It is, in fact, all too easy to underestimate Tatum as an actor simply because he has such a striking physical presence and, more importantly, because he belongs in that small but blessed company of performers who seem to do their job out of plain enjoyment – and to give plain enjoyment – without a detailed game plan that culminates someday with an Oscar. Or two.

Hill, on the other hand, is the funnier actor. He has a more complicated technique, or maybe he’s simply a more complicated person. The thing is that he can express neurosis, discomfort and unhappiness without derailing a joke. If anything, those are all part of his delivery.

There’s something Ren and Stimpy about their pairing, or even Don Quixote and Sancho Panza, assuming that Don Quixote was pretty much cool with whatever might happen in their adventures.

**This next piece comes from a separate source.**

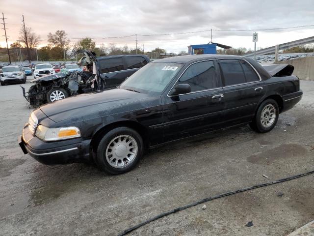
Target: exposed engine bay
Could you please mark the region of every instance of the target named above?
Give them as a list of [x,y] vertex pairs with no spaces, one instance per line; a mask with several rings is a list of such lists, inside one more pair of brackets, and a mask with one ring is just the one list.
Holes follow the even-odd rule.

The actors have pared their repartee down to a series of broken-off sentences and questions and, when all ordinary verbal communications fails, baffled looks and inadequate gestures. It’s an excellent team performance.

This sequel is largely a set of variations on 21, and as long as many of them work (and they do) there’s no cause to be unhappy. Even if the extended drug-trip gag isn’t quite as good this time, it’s still a good drug-trip gag.

The dumb comedy was once a fairly grubby but pleasantly disposable product – you could include John Candy’s Going Berserk (1983) or Chris Elliott’s Cabin Boy (1994) – but over time a much higher level of writing, production and performance elevated such movies.

To a degree, anyway. Anchorman is probably the masterpiece of stupid-smart. It includes subtitled dialogue between a dog and a bear.

Like that and many other dumb-smart comedies, 22 can feel like the work of alien beings of superior intelligence learning how to behave like cavemen, but you nonetheless are grateful for the care and professionalism behind it.